El aparecer ambos nombre seguidos en la relación de
países indica cuanto menos
vecindad. Este Taruisa equivale al griego Troya y ambos (Wilusa
y
Taruisa) designan al mismo país. Homero utiliza Troya como
concepto comarcal e
Ilios como nombre de la ciudad. Por el contrario los hititas utilizaban
el
nombre de la capital para designar a toda una comarca o país
(para ellos su
país era el país de Hattusa aún cuando dominaban
toda la península de
Anatolia): Es posible que Taruisa fuese en el pasado una
pequeña
localidad dependiente de Wilusa y luego absorbida, pero el rey
Tudhalija
utiliza los dos nombres para engrandecer su acción guerrera.
Busquemos otros
datos históricos en
la narración de Homero. Los atacantes tienen en la Iliada tres
nombres
diferentes: achaioi, danaoi y argeioi (aqueos, dánaos y
argeos). Los
tres son intercambiables entre sí, es decir que no designan a
distintas tribus
separadas sino a la totalidad de los atacantes. En tiempos de Homero
los
griegos no se llamaban así mismo “griegos”, esta es la
denominación que los
romanos les dieron porque la primera tribu con la que se toparon en
Grecia se
llamaba a sí misma graikoi. Los griegos denominaban a su
país Hellas, es
decir en todo caso se denominarían helenos. Denominaciones de
tribus helénicas
ha habido muchas desde su remoto pasado, en tiempos de Homero los
grupos
principales se denominaban jonios, dorios y eolios pero los nombres
utilizados
en la Iliada
no eran usados. Como ya es de suponer
tampoco estos nombres van a ser una invención del autor (al
menos los dos
primeros), ¿estamos entonces ante antiguos nombres usados en el
pasado, y por
lo tanto históricos, transmitidos de generación en
generación por los rapsodas
griegos hasta llegar a Homero?
En el primer caso
la respuesta es
fácil: Ahhijawa (escrito hoy generalmente como
achijawa) era la
denominación que utilizaban los hititas al referirse al
país micénico que tiene
una evidente relación fonética con achaioi ya que
también aquí hay que
contar con una “w” desaparecida, de modo que originalmente sería
achaiwoi.
En cuanto al segundo nombre para buscar los rastros de su
carácter histórico
hemos de valernos de fuentes egipcias.
En un pedestal de estatua del templo de los muerto del faraón
Amenophis III
(1390-1352) en la ciudad de los muertos de Tebas, se encontraron cinco
inscripciones que enumeran en forma de lista los más
significativos nombres de
regiones y sus ciudades del mundo entonces conocido y
la quinta de estas inscripciones está
dedicada a los países situados al norte de Egipto: Primero
figuran uno junto a
otro los dos nombres Kafta (kftw) y Danaja/Tanaja (tnjw).
El
primer nombre se corresponde con el nombre bíblico Kaphtor,
que designa
la patria de cretenses y filisteos, y con el nombre ugarítico Kaptara.
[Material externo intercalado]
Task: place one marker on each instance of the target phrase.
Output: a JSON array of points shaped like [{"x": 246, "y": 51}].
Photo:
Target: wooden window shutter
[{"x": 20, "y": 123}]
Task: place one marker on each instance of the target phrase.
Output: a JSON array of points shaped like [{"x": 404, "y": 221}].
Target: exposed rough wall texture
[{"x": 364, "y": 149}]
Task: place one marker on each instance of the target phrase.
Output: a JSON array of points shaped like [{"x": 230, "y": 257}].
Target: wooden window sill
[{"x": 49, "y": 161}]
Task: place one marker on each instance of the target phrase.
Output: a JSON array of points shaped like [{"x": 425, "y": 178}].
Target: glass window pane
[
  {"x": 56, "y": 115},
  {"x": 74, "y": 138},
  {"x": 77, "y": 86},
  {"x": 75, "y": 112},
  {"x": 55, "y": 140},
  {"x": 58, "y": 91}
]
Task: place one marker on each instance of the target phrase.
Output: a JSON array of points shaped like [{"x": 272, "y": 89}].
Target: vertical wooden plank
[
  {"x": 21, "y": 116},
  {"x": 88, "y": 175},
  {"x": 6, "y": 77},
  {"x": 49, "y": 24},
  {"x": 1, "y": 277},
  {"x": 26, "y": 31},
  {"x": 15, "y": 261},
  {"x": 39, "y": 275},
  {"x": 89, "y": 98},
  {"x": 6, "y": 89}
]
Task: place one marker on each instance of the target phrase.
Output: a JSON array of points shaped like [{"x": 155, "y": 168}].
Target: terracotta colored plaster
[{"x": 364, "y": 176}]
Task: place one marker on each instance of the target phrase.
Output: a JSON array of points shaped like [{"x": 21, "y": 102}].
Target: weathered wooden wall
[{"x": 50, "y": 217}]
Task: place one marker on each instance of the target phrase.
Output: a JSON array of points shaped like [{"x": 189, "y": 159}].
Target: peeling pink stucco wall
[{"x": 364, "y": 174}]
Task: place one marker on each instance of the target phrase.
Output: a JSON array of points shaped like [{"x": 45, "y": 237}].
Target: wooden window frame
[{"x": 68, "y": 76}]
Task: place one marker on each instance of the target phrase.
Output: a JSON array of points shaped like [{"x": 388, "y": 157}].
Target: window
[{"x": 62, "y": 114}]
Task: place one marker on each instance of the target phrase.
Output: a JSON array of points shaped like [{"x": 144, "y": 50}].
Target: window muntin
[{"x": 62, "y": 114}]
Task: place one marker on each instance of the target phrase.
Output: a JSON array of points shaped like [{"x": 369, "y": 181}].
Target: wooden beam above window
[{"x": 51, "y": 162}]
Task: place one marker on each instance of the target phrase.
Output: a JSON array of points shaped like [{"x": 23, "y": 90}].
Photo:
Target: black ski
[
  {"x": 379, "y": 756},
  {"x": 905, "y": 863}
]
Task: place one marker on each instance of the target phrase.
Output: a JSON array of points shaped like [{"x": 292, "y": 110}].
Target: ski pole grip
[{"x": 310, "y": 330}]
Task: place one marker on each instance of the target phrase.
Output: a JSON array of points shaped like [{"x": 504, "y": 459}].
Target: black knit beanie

El segundo nombre Tanaja es la transcripción egipcia de
Danaja y
designa al Peloponeso y Beocia junto con la isla Kythera.
Cualquier duda se despeja al leer
los nombres de ciudades subordinadas a estos nombres de país:
para Kafta son:
1) amnisa que es el puerto de Cnossos, Aminisos, 2) bajasta
que
es Phaistos, 3) Kutunaja, que es Kydonia, 4) Kunusa que
es
Cnossos, etc. y para Danaja: 1) mukana que es Mukanai
más tarde Mykene,
2) deqajis, que es Thegwais, más tarde Thebais (la
comarca en torno a
Tebas), 3) misane, que es Messana, más tarde Messene, 4)
nuplija
que es Nauplion, 5) Kutira que es la isla Kythera, etc.
En cuanto al
tercer nombre argeioi:
la palabra argos significa llanura, había pues muchos argos en
Grecia (algo
parecido a la terminación Burg en alemán), pero por
antonomasia la referencia
era para la llanura del Peloponeso donde se desarrolló la
importante cultura
micénica en la primera mitad del segundo milenio y el nombre de
sus habitantes
se generalizó como nombre del pueblo grecoparlante.
La
utilización de estos tres
nombres para los atacantes y dos diferentes para la ciudad atacada
obedece a
una razón: facilitar al autor o rapsoda el cumplimiento de la
métrica de los
versos, que son hexámetros. Éste consiste en seis
unidades, metros o pies, que
a su vez consisten en una larga + dos breves, excepto en el
último metro que
puede aparecer una larga seguida de otra larga o bien una breve. En los
cinco
primeros hexámetro también se puede sustituir las dos
breves por una larga. Una
regla también a tener en cuenta es que si una palabra termina en
vocal la
siguiente no debe empezar también por vocal, para evitar el
hiato. Los tres nombres usados para los
atacantes
tienen diferente estructura métrica: “argeioi”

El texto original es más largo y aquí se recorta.